Lower wholesale power prices in the UK and high renewables capacity are expected to pose a challenge to subsidy-free wind and solar power projects 2030, a research paper from consultancy Cornwall Insight published Monday said.
No new renewables subsidies by 2025
Up to 18 GW may be needed to decommission thermal
The paper entitled "Wholesale Power Price Cannibalisation" said that if capacity and output from renewables were to continue to rise in the coming years, it was expected to have a "canninbalisation effect" on wholesale power prices, which would drop to the extent, that if unchecked it could jeopardize investment in new renewables capacity.
With the withdrawal of government subsidies for new investment, such as the Feed-in Tariff and Renewables Obligation, and the limited spend remaining for the Contract for Difference scheme, the value earned from wholesale power was going to become increasingly important for renewables.
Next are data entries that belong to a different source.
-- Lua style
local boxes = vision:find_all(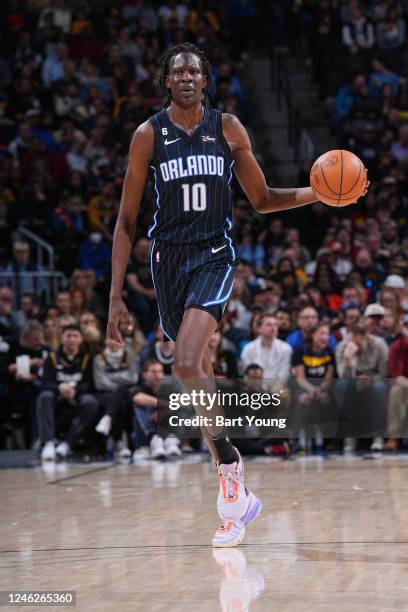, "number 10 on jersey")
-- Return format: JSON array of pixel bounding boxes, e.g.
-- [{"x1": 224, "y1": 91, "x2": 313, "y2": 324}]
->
[{"x1": 181, "y1": 183, "x2": 207, "y2": 212}]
The RO closed to new investment in April 2017, FiT scheme looks set to follow suit in April 2019 and there is only a limited GBP557 million ($750 million) (2012 values) being made available for the allocation of Contracts for Difference in upcoming auctions.
The study said the if the current policy objectives prevailed there would be no new subsidy opportunities ahead of 2025, and possibly years after that, yet additional capacity was required to offset up to 18 GW of thermal plants being decommissioned and might also be needed to meet demand for electrification and heat.
"Furthermore, substitution by low carbon generation is required to continue reducing carbon emissions. The legally binding carbon budgets may yet be tightened, meaning continued efforts to reduce emissions is required in the power sector and not just heat and transport," according to the study.
Study said that for a representative 10-MW onshore wind project, the combined effect of lower wholesale prices would be to reduce revenues from the wholesale market by 34% in 2033 compared with 2018. Solar power is also significantly affected by cannibalization. A representative 5-MW standalone solar project would experience a fall in wholesale market revenues of 22% from 2018 levels by 2031.
The paper posed questions it said needed to be considered by policy makers, such as: Will intermittent renewables be financially viable without subsidy? How will projects be financed in the absence of subsidies or substitute revenues? and what does the projected level of volatility mean for the point at which different sources of flexibility, particularly battery storage, become economically viable?